From a quality-of-life perspective, the postoperative improvements in anticipatory postural control identified in this study are clinically meaningful. Safe gait initiation is essential for independence in daily activities, including rising from a chair, initiating ambulation, and navigating complex environments. Improvements in these functional capacities are associated with reduced fear of falling, increased autonomy, and enhanced participation in social and physical activities [20,21]. Thus, primary TKA should be viewed as a procedure that contributes not only to pain relief and joint restoration, but also to broader aspects of functional independence and well-being in older adults. COP-based biomechanical analysis proved to be a sensitive and clinically informative approach for detecting subtle yet functionally relevant changes after arthroplasty.
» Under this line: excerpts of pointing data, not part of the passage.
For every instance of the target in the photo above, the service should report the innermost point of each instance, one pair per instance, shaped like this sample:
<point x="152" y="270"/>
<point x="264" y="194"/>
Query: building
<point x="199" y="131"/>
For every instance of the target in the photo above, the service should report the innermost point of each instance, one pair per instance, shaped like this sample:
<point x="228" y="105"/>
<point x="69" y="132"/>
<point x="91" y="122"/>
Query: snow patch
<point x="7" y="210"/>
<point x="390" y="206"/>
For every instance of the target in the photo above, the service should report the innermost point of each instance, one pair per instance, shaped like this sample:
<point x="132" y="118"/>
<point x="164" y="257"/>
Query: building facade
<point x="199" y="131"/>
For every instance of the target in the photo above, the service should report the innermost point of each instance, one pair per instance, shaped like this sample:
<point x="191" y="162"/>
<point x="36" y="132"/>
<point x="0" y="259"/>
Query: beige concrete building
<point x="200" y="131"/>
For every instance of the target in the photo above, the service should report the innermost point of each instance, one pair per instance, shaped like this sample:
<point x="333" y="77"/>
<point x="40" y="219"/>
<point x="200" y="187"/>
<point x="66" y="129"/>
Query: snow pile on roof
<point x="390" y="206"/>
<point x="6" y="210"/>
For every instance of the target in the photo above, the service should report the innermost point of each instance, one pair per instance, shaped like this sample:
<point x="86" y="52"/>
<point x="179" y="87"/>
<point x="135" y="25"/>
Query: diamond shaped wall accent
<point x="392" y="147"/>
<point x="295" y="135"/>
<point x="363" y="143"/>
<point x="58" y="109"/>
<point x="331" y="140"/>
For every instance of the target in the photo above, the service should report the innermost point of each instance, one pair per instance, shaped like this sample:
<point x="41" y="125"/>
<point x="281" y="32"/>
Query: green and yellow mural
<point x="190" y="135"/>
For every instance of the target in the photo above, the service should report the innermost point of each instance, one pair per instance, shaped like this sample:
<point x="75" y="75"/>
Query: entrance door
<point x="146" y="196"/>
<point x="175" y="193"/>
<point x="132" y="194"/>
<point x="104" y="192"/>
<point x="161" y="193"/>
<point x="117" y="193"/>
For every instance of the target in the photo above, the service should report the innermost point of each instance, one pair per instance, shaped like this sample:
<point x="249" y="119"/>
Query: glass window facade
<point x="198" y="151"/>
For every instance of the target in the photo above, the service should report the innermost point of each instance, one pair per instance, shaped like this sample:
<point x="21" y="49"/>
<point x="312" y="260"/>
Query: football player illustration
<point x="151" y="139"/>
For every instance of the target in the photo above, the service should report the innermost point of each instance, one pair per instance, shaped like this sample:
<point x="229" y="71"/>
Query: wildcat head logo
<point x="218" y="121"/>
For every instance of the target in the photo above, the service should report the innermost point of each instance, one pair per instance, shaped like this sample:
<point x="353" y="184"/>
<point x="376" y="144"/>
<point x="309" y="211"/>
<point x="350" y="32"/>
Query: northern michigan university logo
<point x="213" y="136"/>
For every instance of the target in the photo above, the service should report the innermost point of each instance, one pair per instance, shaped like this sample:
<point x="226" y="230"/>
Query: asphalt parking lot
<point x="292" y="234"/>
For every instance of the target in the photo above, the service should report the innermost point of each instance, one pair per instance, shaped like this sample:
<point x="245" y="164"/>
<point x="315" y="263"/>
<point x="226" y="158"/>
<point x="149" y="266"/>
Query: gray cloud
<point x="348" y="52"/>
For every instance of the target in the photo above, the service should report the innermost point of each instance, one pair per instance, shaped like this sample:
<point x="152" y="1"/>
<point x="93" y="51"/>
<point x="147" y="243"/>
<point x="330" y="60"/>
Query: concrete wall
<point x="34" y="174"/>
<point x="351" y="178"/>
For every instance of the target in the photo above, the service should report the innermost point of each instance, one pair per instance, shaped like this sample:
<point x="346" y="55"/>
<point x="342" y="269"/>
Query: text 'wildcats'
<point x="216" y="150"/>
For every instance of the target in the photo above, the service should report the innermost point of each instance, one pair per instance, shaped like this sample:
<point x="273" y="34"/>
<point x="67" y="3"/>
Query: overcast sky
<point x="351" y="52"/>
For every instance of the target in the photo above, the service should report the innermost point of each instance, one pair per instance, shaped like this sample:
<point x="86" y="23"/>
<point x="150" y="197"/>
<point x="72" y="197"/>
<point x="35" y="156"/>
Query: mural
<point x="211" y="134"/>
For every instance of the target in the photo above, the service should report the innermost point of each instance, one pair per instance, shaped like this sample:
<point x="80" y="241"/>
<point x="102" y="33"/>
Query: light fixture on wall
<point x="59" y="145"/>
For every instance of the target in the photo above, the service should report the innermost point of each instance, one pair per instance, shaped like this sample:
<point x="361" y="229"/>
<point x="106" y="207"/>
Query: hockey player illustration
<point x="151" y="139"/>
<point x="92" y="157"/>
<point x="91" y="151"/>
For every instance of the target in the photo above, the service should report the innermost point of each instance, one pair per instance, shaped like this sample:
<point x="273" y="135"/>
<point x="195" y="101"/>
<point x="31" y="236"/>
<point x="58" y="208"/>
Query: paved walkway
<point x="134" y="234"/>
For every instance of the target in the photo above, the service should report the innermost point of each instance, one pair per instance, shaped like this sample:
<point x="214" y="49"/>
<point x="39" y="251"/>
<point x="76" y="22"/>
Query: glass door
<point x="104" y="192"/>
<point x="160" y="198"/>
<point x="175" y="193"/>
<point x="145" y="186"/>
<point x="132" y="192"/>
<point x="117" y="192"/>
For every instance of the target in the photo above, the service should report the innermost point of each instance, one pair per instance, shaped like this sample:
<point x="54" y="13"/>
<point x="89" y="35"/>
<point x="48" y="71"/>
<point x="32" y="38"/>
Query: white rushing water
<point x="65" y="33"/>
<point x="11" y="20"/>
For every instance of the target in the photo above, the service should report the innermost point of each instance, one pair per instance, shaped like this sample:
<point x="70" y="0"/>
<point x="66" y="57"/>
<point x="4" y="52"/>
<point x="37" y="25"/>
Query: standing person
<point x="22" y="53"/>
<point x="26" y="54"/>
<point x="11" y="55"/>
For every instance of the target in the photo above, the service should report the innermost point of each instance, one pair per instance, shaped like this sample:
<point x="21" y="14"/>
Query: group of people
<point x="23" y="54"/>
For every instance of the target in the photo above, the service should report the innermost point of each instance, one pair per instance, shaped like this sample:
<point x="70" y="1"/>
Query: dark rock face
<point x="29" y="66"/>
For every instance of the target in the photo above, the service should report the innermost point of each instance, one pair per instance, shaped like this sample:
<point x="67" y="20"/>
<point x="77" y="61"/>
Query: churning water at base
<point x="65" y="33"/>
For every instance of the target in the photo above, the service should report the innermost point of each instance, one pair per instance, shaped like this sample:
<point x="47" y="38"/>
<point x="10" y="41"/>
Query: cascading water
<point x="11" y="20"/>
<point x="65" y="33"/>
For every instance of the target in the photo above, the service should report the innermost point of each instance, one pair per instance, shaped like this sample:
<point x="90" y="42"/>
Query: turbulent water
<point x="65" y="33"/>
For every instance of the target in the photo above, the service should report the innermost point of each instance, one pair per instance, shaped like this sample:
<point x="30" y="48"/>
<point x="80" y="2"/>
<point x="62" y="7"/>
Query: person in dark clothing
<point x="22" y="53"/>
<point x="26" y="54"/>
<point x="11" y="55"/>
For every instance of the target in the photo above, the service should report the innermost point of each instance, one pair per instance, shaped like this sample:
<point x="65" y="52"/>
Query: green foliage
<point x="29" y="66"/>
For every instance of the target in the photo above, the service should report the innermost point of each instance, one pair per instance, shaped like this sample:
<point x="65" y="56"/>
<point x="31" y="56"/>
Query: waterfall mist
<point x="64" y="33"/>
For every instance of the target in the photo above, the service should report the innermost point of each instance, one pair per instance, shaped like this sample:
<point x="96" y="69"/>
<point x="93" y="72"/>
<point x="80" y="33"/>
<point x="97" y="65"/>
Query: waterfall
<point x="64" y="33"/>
COP metrics provide objective indicators of APA efficiency and sensory integration capacity that are not captured by conventional clinical outcome measures alone [13,22]. Integrating gait initiation assessment into orthopedic practice may improve patient stratification, guide individualized rehabilitation planning, and enhance postoperative surveillance in older adults at increased risk of falls. TKA contributes to enhanced balance safety, reduced fall risk, and improved quality of life in older adults. Optimal functional recovery, however, appears to depend on an integrated approach combining appropriate implant selection, precise surgical technique, and targeted balance-oriented rehabilitation strategies.
Conclusion
This study demonstrates that primary unilateral total knee arthroplasty promotes meaningful improvements in postural control during gait initiation in older adults with unilateral knee osteoarthritis, with the most pronounced adaptations occurring during the anticipatory phase. Postoperative reductions in center of pressure displacement and velocity indicate enhanced anticipatory postural adjustments, reflecting improved feedforward neuromuscular control during the transition from static stance to locomotion. These findings highlight that the functional benefits of total knee arthroplasty extend beyond pain relief and joint mechanics, directly influencing balance safety and dynamic stability. From an orthopedic and traumatology perspective, the improvement in anticipatory control observed after surgery suggests a potential reduction in fall risk and a positive impact on functional independence and quality of life in older adults.
However, the persistence of mediolateral instability underscores the need for comprehensive postoperative rehabilitation strategies focused on balance and proximal neuromuscular control. Collectively, these results support the integration of gait initiation assessment and targeted balance-oriented interventions into standard clinical care for patients undergoing primary total knee arthroplasty.